Now we budget in the extra debt payments for a specific amount, and we make sure to leave a pot of money for “miscellaneous”. We still try to catch everything in our initial budget screening, but now we know we’re paying X amount extra and can use the remaining money to enjoy life. If we end up with anything more leftover in the miscellaneous pile, that goes into savings.
Pay debts from savings
In order to fulfill number 1, we’ve beefed up our savings. However, that doesn’t mean we can’t pay debts from that savings, but we do leave the $1k more “liquid” and the rest more difficult to access. No, we’re not accumulating a large amount of interest on that savings, and yes, we’re still paying interest on our debts. This is a choice we made in order to maintain our goal of not adding any additional debts.

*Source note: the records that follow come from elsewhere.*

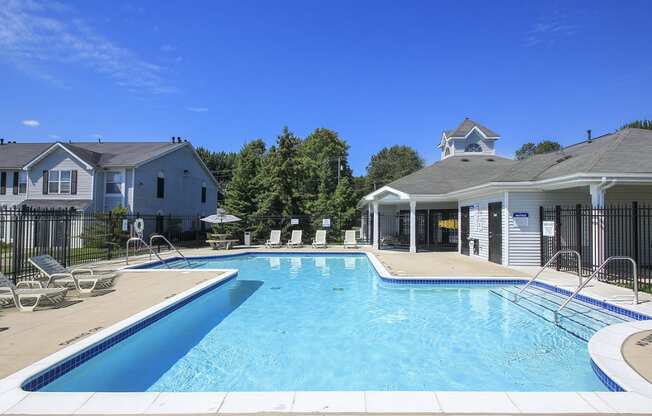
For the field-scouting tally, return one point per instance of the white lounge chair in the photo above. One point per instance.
(349, 239)
(320, 239)
(26, 300)
(296, 240)
(274, 239)
(85, 280)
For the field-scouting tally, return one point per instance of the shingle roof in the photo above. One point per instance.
(627, 151)
(96, 154)
(19, 154)
(452, 174)
(466, 126)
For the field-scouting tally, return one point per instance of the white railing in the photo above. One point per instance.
(595, 273)
(557, 254)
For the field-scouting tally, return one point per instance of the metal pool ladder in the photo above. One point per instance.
(595, 273)
(579, 269)
(172, 246)
(151, 250)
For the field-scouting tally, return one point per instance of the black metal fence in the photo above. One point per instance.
(75, 237)
(598, 233)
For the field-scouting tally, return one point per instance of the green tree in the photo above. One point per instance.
(280, 180)
(530, 149)
(390, 164)
(638, 124)
(244, 187)
(221, 165)
(344, 206)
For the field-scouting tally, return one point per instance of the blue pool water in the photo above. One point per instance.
(327, 322)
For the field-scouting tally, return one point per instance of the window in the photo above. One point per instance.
(114, 183)
(22, 182)
(473, 147)
(160, 186)
(59, 181)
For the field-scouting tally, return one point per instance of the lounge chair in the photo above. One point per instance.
(274, 239)
(85, 280)
(320, 239)
(296, 239)
(26, 300)
(349, 239)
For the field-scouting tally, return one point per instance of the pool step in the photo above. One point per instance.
(577, 318)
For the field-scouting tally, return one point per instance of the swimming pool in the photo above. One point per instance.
(328, 322)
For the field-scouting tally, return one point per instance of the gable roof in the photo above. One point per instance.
(623, 152)
(465, 128)
(108, 154)
(452, 174)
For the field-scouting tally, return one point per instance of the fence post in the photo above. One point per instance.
(109, 252)
(578, 233)
(15, 247)
(557, 233)
(635, 241)
(542, 259)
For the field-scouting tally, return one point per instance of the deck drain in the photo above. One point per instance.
(80, 336)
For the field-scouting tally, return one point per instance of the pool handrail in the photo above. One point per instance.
(595, 273)
(172, 246)
(151, 250)
(545, 266)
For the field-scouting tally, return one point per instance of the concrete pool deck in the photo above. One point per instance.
(32, 336)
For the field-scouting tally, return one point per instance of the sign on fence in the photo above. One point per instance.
(521, 219)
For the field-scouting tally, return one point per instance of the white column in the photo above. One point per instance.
(376, 226)
(597, 224)
(413, 226)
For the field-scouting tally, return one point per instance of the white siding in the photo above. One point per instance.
(479, 222)
(60, 160)
(9, 199)
(524, 240)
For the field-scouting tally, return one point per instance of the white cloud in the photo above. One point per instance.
(31, 123)
(35, 34)
(552, 29)
(197, 109)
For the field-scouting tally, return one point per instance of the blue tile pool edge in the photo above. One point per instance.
(43, 378)
(51, 373)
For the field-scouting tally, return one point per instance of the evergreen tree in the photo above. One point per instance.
(390, 164)
(344, 207)
(244, 187)
(530, 149)
(280, 181)
(639, 124)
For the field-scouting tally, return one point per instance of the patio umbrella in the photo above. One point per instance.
(221, 218)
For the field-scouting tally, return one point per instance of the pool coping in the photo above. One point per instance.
(606, 361)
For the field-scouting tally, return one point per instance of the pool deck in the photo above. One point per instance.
(30, 337)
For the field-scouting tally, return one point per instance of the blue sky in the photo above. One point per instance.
(379, 72)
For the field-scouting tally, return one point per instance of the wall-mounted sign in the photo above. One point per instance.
(548, 228)
(521, 219)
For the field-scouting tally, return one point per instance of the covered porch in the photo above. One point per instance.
(392, 220)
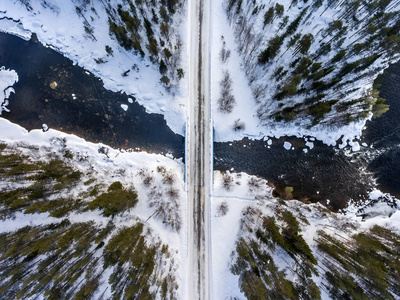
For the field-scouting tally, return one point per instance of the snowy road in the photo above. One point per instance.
(199, 154)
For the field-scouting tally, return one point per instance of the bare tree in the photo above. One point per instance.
(222, 209)
(239, 125)
(227, 181)
(226, 101)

Meal Planning makes a difference
This may not be for everyone, but for us it’s made a huge difference. One, it helps us to keep reasonable grocery budgets. Two, it helps us to make meals at home versus eating out. This works to improve the quality of food we eat as well as our budget in check. It has also helped us to maintain sanity in order to be able to cook at home. Because let’s face it, making well balanced meals when both parents work is hard. I’ll discuss more of what we do in the future, but it works mostly on autopilot now which is key for me. If it requires too much effort, than the system is not working for us.

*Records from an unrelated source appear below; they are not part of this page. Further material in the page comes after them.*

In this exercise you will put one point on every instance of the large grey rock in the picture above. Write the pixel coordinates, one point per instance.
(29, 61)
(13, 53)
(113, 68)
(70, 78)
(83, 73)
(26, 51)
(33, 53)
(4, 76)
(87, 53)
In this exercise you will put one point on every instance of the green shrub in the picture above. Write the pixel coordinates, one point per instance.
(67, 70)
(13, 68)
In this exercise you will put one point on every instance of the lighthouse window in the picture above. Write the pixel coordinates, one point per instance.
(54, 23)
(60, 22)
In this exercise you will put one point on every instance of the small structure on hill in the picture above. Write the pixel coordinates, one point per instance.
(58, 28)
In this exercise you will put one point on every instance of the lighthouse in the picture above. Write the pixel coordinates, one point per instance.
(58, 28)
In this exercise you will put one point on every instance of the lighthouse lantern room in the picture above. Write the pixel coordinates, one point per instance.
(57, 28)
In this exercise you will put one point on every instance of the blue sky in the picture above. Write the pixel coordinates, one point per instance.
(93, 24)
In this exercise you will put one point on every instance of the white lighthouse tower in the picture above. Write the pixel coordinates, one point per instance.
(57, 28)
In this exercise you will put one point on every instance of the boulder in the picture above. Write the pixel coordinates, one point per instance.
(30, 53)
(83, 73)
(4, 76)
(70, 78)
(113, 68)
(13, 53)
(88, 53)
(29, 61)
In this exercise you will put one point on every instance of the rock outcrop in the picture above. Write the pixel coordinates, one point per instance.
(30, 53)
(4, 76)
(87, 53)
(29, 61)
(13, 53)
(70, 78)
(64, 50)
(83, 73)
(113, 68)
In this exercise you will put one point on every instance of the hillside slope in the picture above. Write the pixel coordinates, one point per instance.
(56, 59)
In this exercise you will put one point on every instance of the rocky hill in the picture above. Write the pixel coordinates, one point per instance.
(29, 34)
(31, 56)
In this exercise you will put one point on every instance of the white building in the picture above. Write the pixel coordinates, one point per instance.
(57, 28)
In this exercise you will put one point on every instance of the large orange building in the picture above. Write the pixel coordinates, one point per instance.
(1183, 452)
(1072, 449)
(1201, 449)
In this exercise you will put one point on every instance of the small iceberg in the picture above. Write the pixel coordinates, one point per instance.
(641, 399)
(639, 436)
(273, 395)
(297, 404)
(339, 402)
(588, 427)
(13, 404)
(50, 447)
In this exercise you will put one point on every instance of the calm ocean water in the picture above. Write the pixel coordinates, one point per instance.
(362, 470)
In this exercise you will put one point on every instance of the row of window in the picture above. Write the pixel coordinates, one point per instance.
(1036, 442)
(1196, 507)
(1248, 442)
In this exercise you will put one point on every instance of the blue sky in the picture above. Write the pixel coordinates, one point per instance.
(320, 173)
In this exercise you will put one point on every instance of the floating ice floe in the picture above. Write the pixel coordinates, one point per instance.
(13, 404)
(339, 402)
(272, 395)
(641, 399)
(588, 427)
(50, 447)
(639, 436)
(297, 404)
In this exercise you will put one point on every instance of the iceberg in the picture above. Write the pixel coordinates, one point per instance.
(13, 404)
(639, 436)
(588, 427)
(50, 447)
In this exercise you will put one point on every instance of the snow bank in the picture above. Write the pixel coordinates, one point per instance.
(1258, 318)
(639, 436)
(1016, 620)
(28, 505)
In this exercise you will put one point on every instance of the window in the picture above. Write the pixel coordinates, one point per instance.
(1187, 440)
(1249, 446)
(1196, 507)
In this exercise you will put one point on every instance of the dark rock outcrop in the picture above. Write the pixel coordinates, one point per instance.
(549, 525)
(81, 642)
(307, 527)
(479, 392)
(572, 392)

A budget is a plan, and we whole heatedly agree with having a budget. It opens up the conversation on where we want our money to go, and it helps to reduce those impulse buys. This is also super helpful for a joint budget in maintaining a united front on where you both want your money to be spent. For those that split things between your accounts, it’s helpful to keep the other person informed of where the money is going from each account, so that they can make decisions that impact your life in a positive way.
His/Her Spending Money
This was a recent addition, and honestly, we didn’t have the extra money until recently to add this. However, I think it’s fantastic. Like I said, we’d nickel and dime everything to death on a budget form, and then when one of us would drive through and grab something it would throw everything off. This alleviated this, and it allows us freedom to do as we want with our money.
We are in no way experts on money, but we are focused on remaining married (let’s face it, money problems are not easy on a marriage) and getting to a point where we can call ourselves debt free. We’d like to hear what has worked for you as we grow and evolve our financial planning.
Have you tried and felt like you failed on paying off debt? Do you have any tips on how you’ve succeeded?